É nesse contexto que se insere uma forte tendência na área educacional: o ensino modular ou ensino por competências, estas entendidas como a capacidade de agir com eficácia em uma situação, através da mobilização e combinação de conhecimentos, habilidades e atitudes. As habilidades, por seu turno, são definidas como a capacidade de empregar o conhecimento em determinado fim por meio de determinadas técnicas.
Definições à parte, o ensino por competências se opõe ao ensino por disciplinas, pois seu foco não é o conteúdo puro, mas sim a combinação de conhecimento, habilidades e atitudes necessárias para executar uma determinada ação ou compreender um determinado sistema. Nesse modelo, em vez de ter aulas desconexas sobre direito, administração e marketing – um modelo onde as disciplinas têm um fim em si e o conhecimento é passado de forma enciclopédica – , os alunos aprendem a montar uma empresa. Conteúdos dessas mesmas disciplinas são trabalhados, mas de forma totalmente diferente.
Nas páginas a seguir, selecionamos casos de instituições que estão trabalhando com esse modelo, algumas em um estágio mais avançado, outras em fase inicial. De maneira geral, todas relatam o desafio envolvido na desconstrução da matriz curricular tradicional, um esforço que envolve semanas de trabalho e muitas reflexões sobre as competências que desejam trabalhar.
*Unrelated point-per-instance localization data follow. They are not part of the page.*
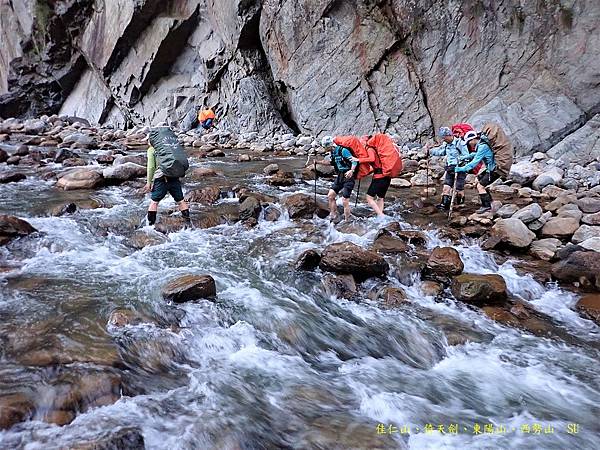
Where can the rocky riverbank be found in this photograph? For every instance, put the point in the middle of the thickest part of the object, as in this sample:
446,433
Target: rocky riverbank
544,219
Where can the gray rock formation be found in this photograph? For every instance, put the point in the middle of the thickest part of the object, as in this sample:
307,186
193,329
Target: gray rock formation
313,66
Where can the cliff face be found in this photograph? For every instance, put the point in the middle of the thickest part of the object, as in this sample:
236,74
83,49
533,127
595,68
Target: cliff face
313,66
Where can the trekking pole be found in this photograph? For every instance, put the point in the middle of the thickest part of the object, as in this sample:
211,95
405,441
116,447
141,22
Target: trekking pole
453,197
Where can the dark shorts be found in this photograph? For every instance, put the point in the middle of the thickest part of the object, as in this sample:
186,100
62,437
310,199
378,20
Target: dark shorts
379,187
344,185
460,178
487,178
163,185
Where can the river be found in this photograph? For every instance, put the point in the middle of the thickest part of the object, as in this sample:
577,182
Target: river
274,362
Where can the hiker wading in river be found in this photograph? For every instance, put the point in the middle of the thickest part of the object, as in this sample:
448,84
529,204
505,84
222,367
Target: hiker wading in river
455,151
345,165
167,163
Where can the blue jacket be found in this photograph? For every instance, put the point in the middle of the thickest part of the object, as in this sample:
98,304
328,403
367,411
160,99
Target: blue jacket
341,159
454,152
483,153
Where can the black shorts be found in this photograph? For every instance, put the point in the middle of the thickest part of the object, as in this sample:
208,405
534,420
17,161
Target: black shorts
163,185
379,187
343,184
460,178
487,178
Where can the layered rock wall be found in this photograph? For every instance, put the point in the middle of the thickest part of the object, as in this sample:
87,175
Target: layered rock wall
313,66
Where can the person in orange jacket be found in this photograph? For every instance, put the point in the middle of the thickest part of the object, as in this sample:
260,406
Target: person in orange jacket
206,118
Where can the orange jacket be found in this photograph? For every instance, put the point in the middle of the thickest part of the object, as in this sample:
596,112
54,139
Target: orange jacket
206,114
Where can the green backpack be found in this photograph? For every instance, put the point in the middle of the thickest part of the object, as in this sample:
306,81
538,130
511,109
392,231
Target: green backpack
170,156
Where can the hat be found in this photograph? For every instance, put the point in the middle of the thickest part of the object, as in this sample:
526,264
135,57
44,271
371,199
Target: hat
327,141
445,131
470,135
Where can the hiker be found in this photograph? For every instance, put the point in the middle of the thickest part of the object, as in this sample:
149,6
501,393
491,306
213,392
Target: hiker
487,175
345,165
384,157
165,157
455,151
206,118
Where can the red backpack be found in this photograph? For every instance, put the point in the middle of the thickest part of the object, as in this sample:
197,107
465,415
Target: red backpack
358,150
388,153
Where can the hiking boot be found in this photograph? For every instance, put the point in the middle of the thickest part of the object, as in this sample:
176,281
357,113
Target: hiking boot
445,204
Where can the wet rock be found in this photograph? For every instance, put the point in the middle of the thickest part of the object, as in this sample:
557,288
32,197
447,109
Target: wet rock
14,408
592,244
511,232
80,179
431,288
348,258
124,172
124,439
341,286
302,206
142,239
250,208
507,211
588,306
589,205
272,214
81,140
205,196
387,243
591,219
271,169
190,287
308,260
6,178
545,248
393,297
580,266
560,227
478,289
585,232
64,154
202,172
445,261
529,213
12,227
282,179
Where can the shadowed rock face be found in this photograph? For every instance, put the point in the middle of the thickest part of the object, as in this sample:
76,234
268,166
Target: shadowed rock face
346,66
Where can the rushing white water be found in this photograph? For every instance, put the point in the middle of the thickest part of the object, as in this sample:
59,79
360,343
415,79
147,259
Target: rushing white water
275,362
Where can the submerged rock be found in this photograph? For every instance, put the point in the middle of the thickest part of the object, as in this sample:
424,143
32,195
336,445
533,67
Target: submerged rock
348,258
190,287
444,261
80,179
308,260
12,227
478,289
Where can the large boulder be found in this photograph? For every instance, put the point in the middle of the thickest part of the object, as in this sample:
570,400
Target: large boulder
445,261
529,213
348,258
190,287
585,232
205,196
80,179
560,227
12,227
579,266
303,206
478,289
124,172
511,232
545,248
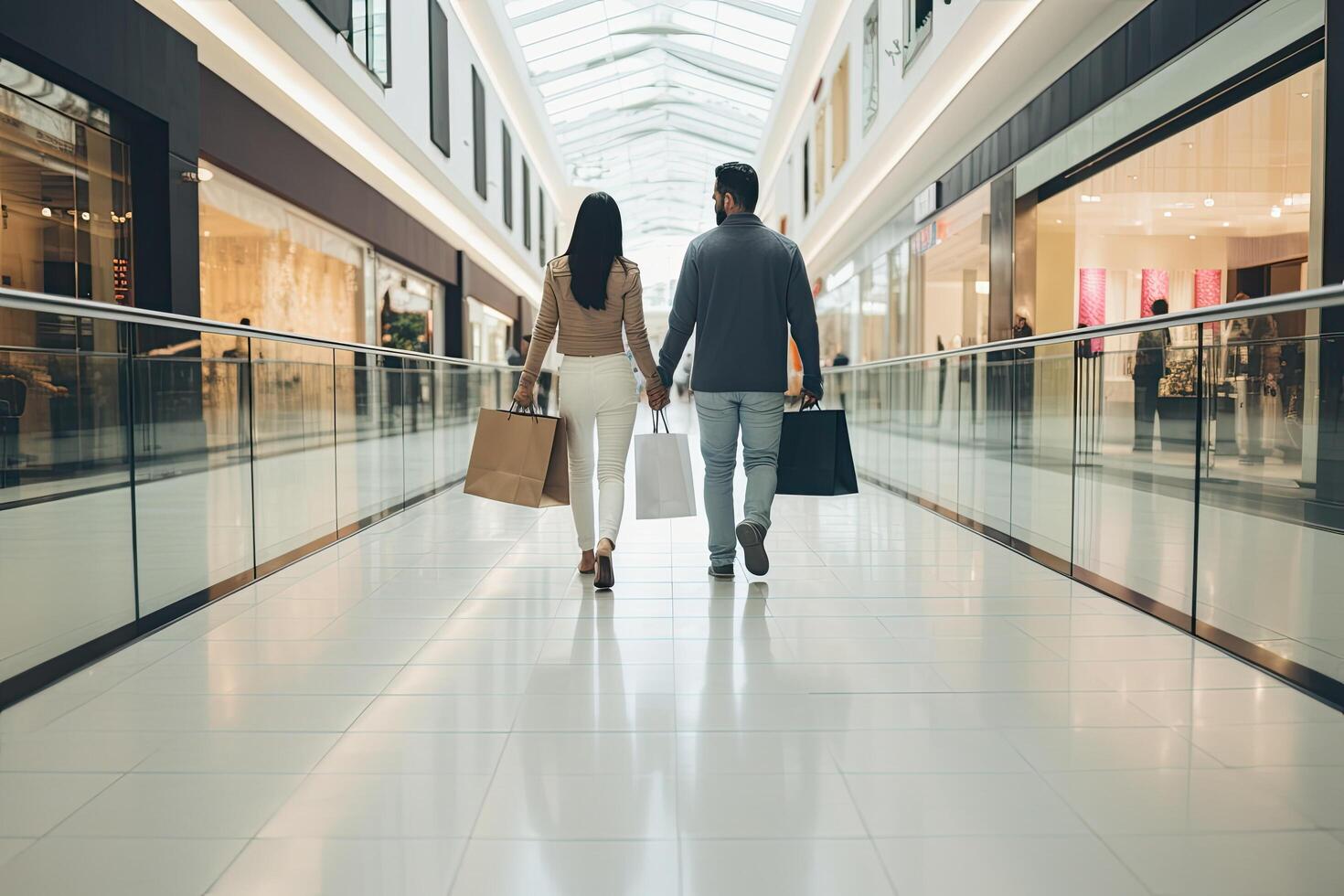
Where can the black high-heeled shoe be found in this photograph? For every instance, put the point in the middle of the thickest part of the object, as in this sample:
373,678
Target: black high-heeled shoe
605,578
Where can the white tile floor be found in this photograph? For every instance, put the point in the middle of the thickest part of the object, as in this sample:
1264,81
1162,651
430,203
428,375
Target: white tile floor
440,706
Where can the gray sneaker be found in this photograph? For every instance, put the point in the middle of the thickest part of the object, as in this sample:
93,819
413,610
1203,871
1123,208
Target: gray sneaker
752,538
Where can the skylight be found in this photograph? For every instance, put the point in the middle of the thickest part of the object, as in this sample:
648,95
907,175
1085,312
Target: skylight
648,96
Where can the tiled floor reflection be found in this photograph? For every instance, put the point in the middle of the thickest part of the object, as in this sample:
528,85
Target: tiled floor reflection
440,706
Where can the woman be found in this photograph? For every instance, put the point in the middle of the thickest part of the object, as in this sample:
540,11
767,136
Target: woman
591,293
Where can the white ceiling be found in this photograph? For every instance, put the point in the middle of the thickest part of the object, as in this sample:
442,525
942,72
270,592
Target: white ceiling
645,97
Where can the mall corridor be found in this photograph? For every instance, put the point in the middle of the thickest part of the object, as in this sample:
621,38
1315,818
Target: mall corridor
289,577
441,706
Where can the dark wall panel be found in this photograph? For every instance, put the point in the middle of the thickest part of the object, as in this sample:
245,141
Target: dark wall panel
335,12
1160,32
119,55
479,133
248,140
483,286
440,129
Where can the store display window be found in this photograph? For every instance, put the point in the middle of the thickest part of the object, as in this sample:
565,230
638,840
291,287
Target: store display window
268,262
489,332
408,306
949,275
1218,211
65,199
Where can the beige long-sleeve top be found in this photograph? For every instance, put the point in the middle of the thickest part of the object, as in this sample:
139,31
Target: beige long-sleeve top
589,332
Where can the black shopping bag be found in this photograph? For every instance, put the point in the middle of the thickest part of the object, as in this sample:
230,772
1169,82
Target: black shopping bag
815,455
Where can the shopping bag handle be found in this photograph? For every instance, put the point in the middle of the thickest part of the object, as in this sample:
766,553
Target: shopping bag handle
514,407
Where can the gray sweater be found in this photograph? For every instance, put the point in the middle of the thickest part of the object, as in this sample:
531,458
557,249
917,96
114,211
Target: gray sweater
742,289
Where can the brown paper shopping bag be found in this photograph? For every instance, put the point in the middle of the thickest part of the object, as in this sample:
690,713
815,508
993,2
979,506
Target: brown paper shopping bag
519,458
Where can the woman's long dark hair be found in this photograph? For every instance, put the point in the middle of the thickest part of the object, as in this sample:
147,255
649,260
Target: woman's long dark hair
593,248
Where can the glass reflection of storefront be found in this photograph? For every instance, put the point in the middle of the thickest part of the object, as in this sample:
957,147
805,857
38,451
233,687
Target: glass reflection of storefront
276,266
65,229
65,197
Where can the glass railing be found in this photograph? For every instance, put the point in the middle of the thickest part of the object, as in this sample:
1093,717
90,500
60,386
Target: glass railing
149,464
1191,465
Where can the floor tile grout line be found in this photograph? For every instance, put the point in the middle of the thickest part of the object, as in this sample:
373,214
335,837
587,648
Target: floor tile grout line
499,761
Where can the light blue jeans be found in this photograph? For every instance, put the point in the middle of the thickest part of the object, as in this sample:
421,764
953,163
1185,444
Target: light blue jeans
758,417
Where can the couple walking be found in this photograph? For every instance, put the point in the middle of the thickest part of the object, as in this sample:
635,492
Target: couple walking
742,289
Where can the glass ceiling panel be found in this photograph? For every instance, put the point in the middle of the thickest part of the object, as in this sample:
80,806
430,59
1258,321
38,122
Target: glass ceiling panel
648,96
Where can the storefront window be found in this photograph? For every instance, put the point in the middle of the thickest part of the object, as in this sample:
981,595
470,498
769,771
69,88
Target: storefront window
65,206
949,275
280,269
368,37
408,306
489,332
1217,212
837,316
875,314
898,281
Uma parte dessa definição está nas próprias Diretrizes Curriculares Nacionais, que falam expressamente em “competências”, como ressalta Maitê Russo, gerente de Inovação Pedagógica do Centro Universitário Celso Lisboa, do Rio de Janeiro. A outra parte depende do perfil de egresso que a instituição deseja formar e das demandas de um mercado em transformação.
Elas também variam conforme o curso e, retomando as considerações iniciais desta reportagem, envolvem trabalhar algumas atitudes importantes para o exercício daquela profissão e, de maneira geral, para o exercício da cidadania plena.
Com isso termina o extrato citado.